Institutional review board statement: The study was reviewed and approved by the 3201 Hospital Institutional Review Board.
Informed consent statement: Informed consent was obtained from all study participants or their legal guardians prior to enrolment.
Conflict-of-interest statement: The authors have no conflicts of interest to declare.
Data sharing statement: Data supporting the findings of this study can be found within the article.
STROBE statement: The manuscript was prepared and revised according to the STROBE statement.
Open-Access: This article is an open-access article that was selected by an in-house editor and fully peer-reviewed by external reviewers. It is distributed in accordance with the Creative Commons Attribution NonCommercial (CC BY-NC 4.0) license, which permits others to distribute, remix, adapt, build upon this work non-commercially, and license their derivative works on different terms, provided the original work is properly cited and the use is non-commercial. See: https://creativecommons.org/Licenses/by-nc/4.0/
Corresponding author: Bing Yang, MM, Associate Chief Physician, Department of Endocrinology and Metabolism, 3201 Hospital, Xi’an Jiaotong University Health Science Center, No. 783 Tianhan Avenue, Hanzhong 723099, Shaanxi Province, China. ybing3201@163.com
Received: May 6, 2022 Peer-review started: May 6, 2022 First decision: June 7, 2022 Revised: June 18, 2022 Accepted: July 6, 2022 Article in press: July 6, 2022 Published online: August 16, 2022 Processing time: 86 Days and 22.7 Hours
Abstract
BACKGROUND
Diabetic nephropathy (DN) is a common complication of type 1 and type 2 diabetes that can lead to kidney damage and high blood pressure.
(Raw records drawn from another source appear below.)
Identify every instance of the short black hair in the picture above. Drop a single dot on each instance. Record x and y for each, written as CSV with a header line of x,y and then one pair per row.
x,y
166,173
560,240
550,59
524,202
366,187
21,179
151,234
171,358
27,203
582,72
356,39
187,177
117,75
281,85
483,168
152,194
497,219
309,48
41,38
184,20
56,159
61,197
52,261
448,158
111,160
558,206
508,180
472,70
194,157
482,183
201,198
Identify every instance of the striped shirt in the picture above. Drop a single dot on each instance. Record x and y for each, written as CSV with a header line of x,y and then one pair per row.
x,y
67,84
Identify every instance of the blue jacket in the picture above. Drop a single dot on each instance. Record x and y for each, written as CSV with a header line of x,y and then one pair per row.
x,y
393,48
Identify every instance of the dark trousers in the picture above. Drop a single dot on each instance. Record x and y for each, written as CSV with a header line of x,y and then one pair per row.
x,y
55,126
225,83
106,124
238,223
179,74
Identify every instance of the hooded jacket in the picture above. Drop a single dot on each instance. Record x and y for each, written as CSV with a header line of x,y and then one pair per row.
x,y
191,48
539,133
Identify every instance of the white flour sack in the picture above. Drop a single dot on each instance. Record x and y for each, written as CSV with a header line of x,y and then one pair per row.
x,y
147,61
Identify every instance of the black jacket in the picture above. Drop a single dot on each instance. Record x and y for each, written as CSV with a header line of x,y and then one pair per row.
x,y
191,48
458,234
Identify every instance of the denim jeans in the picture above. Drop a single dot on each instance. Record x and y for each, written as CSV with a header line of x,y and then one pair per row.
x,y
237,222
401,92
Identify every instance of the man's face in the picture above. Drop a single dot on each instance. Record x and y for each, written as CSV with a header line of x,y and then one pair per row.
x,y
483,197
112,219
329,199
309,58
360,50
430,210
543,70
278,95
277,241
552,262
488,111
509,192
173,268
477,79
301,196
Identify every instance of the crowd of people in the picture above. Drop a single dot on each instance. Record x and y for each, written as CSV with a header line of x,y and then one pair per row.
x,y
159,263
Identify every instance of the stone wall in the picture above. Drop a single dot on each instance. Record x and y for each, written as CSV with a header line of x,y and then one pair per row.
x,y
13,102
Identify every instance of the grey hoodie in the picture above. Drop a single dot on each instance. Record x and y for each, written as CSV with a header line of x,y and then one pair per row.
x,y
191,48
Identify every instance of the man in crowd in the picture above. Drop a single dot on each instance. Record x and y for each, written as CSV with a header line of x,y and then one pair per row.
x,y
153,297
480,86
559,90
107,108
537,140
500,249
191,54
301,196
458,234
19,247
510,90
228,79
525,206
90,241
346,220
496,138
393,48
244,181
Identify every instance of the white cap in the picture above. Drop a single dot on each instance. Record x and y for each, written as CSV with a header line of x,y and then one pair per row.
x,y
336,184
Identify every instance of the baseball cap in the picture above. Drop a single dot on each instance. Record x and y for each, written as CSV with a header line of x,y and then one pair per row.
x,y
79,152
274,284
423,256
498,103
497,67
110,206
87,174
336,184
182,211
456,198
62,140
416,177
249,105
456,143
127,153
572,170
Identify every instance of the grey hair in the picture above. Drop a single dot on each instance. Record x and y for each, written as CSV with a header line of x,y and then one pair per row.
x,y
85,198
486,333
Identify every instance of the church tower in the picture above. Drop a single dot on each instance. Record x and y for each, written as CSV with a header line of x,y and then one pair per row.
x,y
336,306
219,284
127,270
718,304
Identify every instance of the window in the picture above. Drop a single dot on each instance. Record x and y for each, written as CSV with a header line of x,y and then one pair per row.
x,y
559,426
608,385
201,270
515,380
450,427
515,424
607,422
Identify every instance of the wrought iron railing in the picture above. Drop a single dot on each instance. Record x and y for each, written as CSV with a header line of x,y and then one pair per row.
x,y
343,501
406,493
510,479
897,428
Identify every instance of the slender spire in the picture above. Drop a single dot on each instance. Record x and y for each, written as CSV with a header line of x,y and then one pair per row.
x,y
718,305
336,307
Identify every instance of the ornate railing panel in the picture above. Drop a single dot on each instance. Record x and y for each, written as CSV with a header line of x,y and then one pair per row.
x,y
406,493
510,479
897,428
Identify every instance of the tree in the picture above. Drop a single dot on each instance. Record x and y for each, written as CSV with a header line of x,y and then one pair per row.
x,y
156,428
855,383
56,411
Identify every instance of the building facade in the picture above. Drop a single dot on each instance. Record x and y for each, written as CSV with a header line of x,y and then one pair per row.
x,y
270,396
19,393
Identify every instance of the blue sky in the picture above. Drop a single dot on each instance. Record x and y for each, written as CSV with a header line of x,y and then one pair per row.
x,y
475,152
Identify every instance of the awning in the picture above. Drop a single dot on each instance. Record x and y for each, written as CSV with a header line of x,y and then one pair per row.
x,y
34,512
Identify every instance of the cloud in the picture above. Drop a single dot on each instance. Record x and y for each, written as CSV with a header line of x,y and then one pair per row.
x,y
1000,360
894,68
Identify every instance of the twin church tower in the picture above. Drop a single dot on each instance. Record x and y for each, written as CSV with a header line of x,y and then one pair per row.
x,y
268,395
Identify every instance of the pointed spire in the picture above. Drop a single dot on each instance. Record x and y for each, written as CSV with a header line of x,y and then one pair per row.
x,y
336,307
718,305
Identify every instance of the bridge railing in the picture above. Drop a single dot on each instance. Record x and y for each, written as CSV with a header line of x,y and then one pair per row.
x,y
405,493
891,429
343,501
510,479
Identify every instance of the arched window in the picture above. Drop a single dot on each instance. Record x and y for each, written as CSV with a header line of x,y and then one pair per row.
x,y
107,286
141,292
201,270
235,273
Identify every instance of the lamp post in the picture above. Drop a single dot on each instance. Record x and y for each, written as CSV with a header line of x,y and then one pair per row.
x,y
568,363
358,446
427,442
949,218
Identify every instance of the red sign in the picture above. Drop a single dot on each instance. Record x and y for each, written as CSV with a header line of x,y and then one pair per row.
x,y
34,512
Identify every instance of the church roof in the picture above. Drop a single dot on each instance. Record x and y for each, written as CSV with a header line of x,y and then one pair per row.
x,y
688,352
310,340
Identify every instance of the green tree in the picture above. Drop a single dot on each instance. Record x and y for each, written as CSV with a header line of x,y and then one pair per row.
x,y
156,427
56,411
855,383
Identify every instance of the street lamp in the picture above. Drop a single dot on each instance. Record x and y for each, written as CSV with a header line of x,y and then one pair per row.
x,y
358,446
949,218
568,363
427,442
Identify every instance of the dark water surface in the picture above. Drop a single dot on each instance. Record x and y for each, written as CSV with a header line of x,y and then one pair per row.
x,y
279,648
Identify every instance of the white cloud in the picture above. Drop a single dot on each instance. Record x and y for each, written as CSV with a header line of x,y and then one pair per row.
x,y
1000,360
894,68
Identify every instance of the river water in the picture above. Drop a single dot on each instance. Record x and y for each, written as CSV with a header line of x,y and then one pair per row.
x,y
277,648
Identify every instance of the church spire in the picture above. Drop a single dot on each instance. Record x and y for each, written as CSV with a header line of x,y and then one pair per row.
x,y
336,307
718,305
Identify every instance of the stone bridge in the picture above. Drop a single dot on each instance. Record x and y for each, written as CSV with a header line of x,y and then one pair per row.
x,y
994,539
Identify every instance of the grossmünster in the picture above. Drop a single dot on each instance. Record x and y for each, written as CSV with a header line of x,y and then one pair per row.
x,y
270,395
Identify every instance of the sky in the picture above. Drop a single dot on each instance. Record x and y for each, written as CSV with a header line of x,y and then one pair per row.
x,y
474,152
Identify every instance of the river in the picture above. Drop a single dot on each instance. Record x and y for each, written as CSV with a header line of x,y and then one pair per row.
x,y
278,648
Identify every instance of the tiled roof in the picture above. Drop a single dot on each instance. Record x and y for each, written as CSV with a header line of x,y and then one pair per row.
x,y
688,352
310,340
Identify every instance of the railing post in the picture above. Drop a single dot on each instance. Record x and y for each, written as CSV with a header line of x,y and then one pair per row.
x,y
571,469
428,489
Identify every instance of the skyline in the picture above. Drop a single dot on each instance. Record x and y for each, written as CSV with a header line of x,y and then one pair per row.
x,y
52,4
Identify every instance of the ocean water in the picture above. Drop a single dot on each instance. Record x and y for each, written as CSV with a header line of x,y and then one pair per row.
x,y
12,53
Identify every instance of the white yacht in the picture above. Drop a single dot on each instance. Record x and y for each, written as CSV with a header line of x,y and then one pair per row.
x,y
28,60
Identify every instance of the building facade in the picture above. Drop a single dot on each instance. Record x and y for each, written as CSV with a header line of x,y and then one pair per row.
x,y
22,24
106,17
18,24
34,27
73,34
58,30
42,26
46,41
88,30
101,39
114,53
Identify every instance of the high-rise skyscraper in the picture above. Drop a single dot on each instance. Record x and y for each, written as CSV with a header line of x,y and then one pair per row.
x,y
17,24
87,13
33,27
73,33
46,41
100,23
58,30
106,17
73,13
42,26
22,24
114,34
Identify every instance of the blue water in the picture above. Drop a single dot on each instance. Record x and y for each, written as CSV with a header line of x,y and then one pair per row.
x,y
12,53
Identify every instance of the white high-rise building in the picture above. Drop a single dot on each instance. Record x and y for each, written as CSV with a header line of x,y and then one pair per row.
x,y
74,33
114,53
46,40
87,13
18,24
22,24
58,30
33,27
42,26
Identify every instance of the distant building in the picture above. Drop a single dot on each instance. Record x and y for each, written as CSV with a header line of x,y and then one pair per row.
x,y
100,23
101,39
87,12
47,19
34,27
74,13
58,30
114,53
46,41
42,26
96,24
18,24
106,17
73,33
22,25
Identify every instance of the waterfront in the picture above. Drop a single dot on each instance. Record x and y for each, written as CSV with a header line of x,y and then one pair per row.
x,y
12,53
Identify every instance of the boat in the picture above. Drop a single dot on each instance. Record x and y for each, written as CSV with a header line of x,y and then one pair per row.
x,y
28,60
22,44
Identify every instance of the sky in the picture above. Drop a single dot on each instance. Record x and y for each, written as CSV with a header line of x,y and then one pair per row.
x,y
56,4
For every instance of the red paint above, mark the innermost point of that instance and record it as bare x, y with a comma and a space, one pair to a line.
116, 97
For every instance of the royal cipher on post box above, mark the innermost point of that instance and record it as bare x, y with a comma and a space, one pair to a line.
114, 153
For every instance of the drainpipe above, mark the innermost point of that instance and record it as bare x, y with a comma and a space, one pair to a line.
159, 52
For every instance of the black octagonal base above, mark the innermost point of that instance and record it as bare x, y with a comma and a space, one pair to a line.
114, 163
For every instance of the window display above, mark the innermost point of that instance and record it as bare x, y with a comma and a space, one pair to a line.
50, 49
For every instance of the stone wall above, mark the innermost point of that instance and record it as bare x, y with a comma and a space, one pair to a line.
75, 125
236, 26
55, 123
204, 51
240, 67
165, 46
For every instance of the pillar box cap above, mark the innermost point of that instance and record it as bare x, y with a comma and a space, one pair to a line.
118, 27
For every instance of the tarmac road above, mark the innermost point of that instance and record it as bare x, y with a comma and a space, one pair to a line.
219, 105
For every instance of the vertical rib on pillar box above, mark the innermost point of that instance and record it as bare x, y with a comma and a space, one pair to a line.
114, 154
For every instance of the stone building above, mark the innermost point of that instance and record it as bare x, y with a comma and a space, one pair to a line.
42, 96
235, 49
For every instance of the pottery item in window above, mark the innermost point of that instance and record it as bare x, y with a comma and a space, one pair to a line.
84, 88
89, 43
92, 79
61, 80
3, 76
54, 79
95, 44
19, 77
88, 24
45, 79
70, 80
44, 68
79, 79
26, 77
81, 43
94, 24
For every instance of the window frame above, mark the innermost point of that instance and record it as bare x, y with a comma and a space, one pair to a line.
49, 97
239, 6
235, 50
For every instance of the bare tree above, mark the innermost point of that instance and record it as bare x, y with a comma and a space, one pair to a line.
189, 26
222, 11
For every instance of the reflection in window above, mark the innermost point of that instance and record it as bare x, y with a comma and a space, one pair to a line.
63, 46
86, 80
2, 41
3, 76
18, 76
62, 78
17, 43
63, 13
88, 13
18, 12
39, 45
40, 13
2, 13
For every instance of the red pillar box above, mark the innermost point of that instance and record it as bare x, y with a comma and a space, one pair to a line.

Increasing evidence support the important roles of microproteins and cytokines, such as β2-microglobulin (β2-MG), glycosylated hemoglobin (HbA1c), and vascular endothelial growth factor (VEGF), in the pathogenesis of this disease. In this study, we identified novel therapeutic options for this disease.
AIM
To analyze the guiding significance of β2-MG, HbA1c, and VEGF levels in patients with DN.
METHODS
A total of 107 patients with type 2 diabetes mellitus complicated with nephropathy and treated in our hospital from May 2018 to February 2021 were included in the study. Additionally, 107 healthy individuals and 107 patients with simple diabetes mellitus were selected as the control groups. Changes in β2-MG, HbA1c, and VEGF levels in the three groups as well as the different proteinuria exhibited by the three groups were examined.
RESULTS
Changes in β2-MG, HbA1c, and VEGF levels in the disease, healthy, and simple diabetes groups were significantly different (P < 0.05). The expression of these factors from high to low were evaluated in different groups by pairwise comparison. In the disease group, high to low changes in β2-MG, HbA1c, and VEGF levels were noted in the massive proteinuria, microproteinuria, and normal urinary protein groups, respectively. Changes in these factors were positively correlated with disease progression.
CONCLUSION
The expression of serum β2-MG, HbA1c, and VEGF was closely correlated with DN progression, and disease progression could be evaluated by these factors.
Core Tip: This study investigated the relationship between diabetic nephropathy (DN) and the expression of serum β2-microglobulin (β2-MG), glycosylated hemoglobin (HbA1c), and vascular endothelial growth factor (VEGF). In total, 107 patients with type 2 diabetes mellitus complicated by nephropathy were included in this study. Additionally, 107 healthy individuals were included in the control group. The expression levels of these factors, from high to low, were evaluated in the different groups by pairwise comparison. Serum β2-MG, HbA1c, and VEGF were all closely correlated with DN progression based on all indicators.